Routing table creation at a node in a Pastry P2P network - p2p

This question is about the routing table creation at a node in a p2p network based on Pastry.
I'm trying to simulate this scheme of routing table creation in a single JVM. I can't seem to understand how these routing tables are created from the point of joining of the first node.
I have N independent nodes each with a 160 bit nodeId generated as a SHA-1 hash and a function to determine the proximity between these nodes. Lets say the 1st node starts the ring and joins it. The protocol says that this node should have had its routing tables set up at this time. But I do not have any other nodes in the ring at this point, so how does it even begin to create its routing tables?
When the 2nd node wishes to join the ring, it sends a Join message(containing its nodeID) to the 1st node, which it passes around in hops to the closest available neighbor for this 2nd node, already existing in the ring. These hops contribute to the creation of routing table entries for this new 2nd node. Again, in the absence of sufficient number of nodes, how do all these entries get created?
I'm just beginning to take a look at the FreePastry implementation to get these answers, but it doesn't seem very apparent at the moment. If anyone could provide some pointers here, that'd be of great help too.

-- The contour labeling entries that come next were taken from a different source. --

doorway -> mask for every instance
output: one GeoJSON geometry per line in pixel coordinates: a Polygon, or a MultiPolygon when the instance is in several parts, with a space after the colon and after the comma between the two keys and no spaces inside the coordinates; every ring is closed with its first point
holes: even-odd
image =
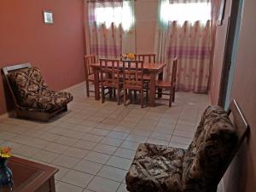
{"type": "Polygon", "coordinates": [[[224,67],[222,71],[221,86],[218,105],[225,109],[230,102],[232,83],[236,68],[236,53],[239,44],[239,34],[242,15],[243,1],[233,1],[231,15],[228,26],[228,36],[225,44],[224,67]]]}

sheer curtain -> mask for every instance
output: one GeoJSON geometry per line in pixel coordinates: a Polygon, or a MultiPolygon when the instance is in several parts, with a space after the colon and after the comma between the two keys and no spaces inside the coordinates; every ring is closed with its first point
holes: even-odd
{"type": "Polygon", "coordinates": [[[134,51],[124,44],[135,41],[133,1],[91,0],[88,13],[90,54],[117,58],[123,49],[134,51]]]}
{"type": "Polygon", "coordinates": [[[172,59],[177,56],[177,90],[206,93],[211,64],[211,4],[207,0],[161,0],[159,3],[155,52],[167,64],[170,80],[172,59]]]}

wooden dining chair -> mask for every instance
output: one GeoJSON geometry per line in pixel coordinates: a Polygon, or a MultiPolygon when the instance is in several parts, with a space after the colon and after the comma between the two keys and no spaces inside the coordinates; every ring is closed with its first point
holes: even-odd
{"type": "Polygon", "coordinates": [[[105,96],[112,94],[115,96],[117,90],[118,105],[120,103],[120,68],[119,60],[116,59],[100,59],[100,82],[102,87],[102,102],[105,101],[105,96]],[[108,89],[108,92],[105,93],[105,90],[108,89]]]}
{"type": "MultiPolygon", "coordinates": [[[[138,54],[137,55],[137,60],[142,60],[144,63],[155,63],[155,54],[138,54]]],[[[143,74],[143,82],[144,82],[144,92],[146,92],[146,98],[148,100],[148,92],[149,92],[149,82],[150,75],[143,74]]]]}
{"type": "Polygon", "coordinates": [[[89,83],[94,83],[94,74],[92,68],[90,67],[91,63],[96,62],[96,57],[94,55],[84,55],[84,73],[86,83],[86,96],[90,96],[90,92],[95,92],[95,90],[90,90],[89,83]]]}
{"type": "MultiPolygon", "coordinates": [[[[161,81],[157,80],[155,84],[155,90],[156,94],[158,95],[167,95],[169,96],[169,107],[172,107],[172,102],[175,100],[175,89],[176,89],[176,76],[177,76],[177,58],[175,57],[173,59],[172,63],[172,77],[171,81],[161,81]],[[168,90],[169,93],[163,93],[160,92],[162,90],[168,90]]],[[[159,99],[159,98],[158,98],[159,99]]]]}
{"type": "Polygon", "coordinates": [[[155,63],[155,54],[137,54],[137,60],[143,60],[144,62],[155,63]]]}
{"type": "Polygon", "coordinates": [[[131,100],[131,91],[137,90],[141,94],[141,106],[143,108],[143,61],[122,61],[124,105],[126,106],[127,91],[131,100]]]}

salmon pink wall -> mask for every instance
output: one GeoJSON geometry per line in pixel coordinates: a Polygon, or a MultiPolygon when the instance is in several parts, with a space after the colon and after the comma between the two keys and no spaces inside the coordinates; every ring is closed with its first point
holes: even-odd
{"type": "Polygon", "coordinates": [[[211,102],[215,105],[218,104],[218,101],[228,21],[231,12],[231,0],[226,0],[226,9],[223,25],[217,26],[216,29],[215,47],[209,91],[211,102]]]}
{"type": "MultiPolygon", "coordinates": [[[[82,0],[2,0],[0,67],[31,62],[54,90],[84,80],[84,4],[82,0]],[[43,10],[54,24],[43,23],[43,10]]],[[[0,79],[0,114],[7,111],[0,79]]]]}
{"type": "Polygon", "coordinates": [[[231,99],[240,104],[251,129],[225,176],[225,192],[256,191],[255,7],[255,0],[244,0],[231,92],[231,99]]]}

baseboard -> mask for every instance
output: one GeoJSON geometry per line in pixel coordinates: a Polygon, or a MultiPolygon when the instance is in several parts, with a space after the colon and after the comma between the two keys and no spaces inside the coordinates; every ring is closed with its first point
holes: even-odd
{"type": "Polygon", "coordinates": [[[8,113],[5,113],[3,114],[0,115],[0,121],[2,121],[3,119],[6,119],[6,118],[9,118],[9,117],[15,117],[15,110],[11,110],[8,113]]]}
{"type": "Polygon", "coordinates": [[[62,91],[71,91],[71,90],[74,90],[74,89],[76,89],[76,88],[81,86],[81,85],[84,84],[85,84],[85,81],[82,81],[81,83],[76,84],[74,84],[74,85],[73,85],[73,86],[71,86],[71,87],[66,88],[66,89],[61,90],[62,90],[62,91]]]}
{"type": "Polygon", "coordinates": [[[224,179],[221,179],[218,183],[218,192],[225,192],[224,185],[224,179]]]}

My understanding of Pastry is not complete, by any stretch of the imagination, but it was enough to build a more-or-less working version of the algorithm. Which is to say, as far as I can tell, my implementation functions properly.
To answer your first question:
The protocol says that this [first] node should have had its routing tables
set up at this time. But I do not have any other nodes in the ring at
this point, so how does it even begin to create its routing tables?
I solved this problem by first creating the Node and its state/routing tables. The routing tables, when you think about it, are just information about the other nodes in the network. Because this is the only node in the network, the routing tables are empty. I assume you have some way of creating empty routing tables?
To answer your second question:
When the 2nd node wishes to join the ring, it sends a Join
message(containing its nodeID) to the 1st node, which it passes around
in hops to the closest available neighbor for this 2nd node, already
existing in the ring. These hops contribute to the creation of routing
table entries for this new 2nd node. Again, in the absence of
sufficient number of nodes, how do all these entries get created?
You should take another look at the paper (PDF warning!) that describes Pastry; it does a rather good job of explain the process for nodes joining and exiting the cluster.
If memory serves, the second node sends a message that not only contains its node ID, but actually uses its node ID as the message's key. The message is routed like any other message in the network, which ensures that it quickly winds up at the node whose ID is closest to the ID of the newly joined node. Every node that the message passes through sends their state tables to the newly joined node, which it uses to populate its state tables. The paper explains some in-depth logic that takes the origin of the information into consideration when using it to populate the state tables in a way that, I believe, is intended to reduce the computational cost, but in my implementation, I ignored that, as it would have been more expensive to implement, not less.
To answer your question specifically, however: the second node will send a Join message to the first node. The first node will send its state tables (empty) to the second node. The second node will add the sender of the state tables (the first node) to its state tables, then add the appropriate nodes in the received state tables to its own state tables (no nodes, in this case). The first node would forward the message on to a node whose ID is closer to that of the second node's, but no such node exists, so the message is considered "delivered", and both nodes are considered to be participating in the network at this time.
Should a third node join and route a Join message to the second node, the second node would send the third node its state tables. Then, assuming the third node's ID is closer to the first node's, the second node would forward the message to the first node, who would send the third node its state tables. The third node would build its state tables out of these received state tables, and at that point it is considered to be participating in the network.
Hope that helps.

Related

What happens if a node in Cassandra database fails while transferring data to client?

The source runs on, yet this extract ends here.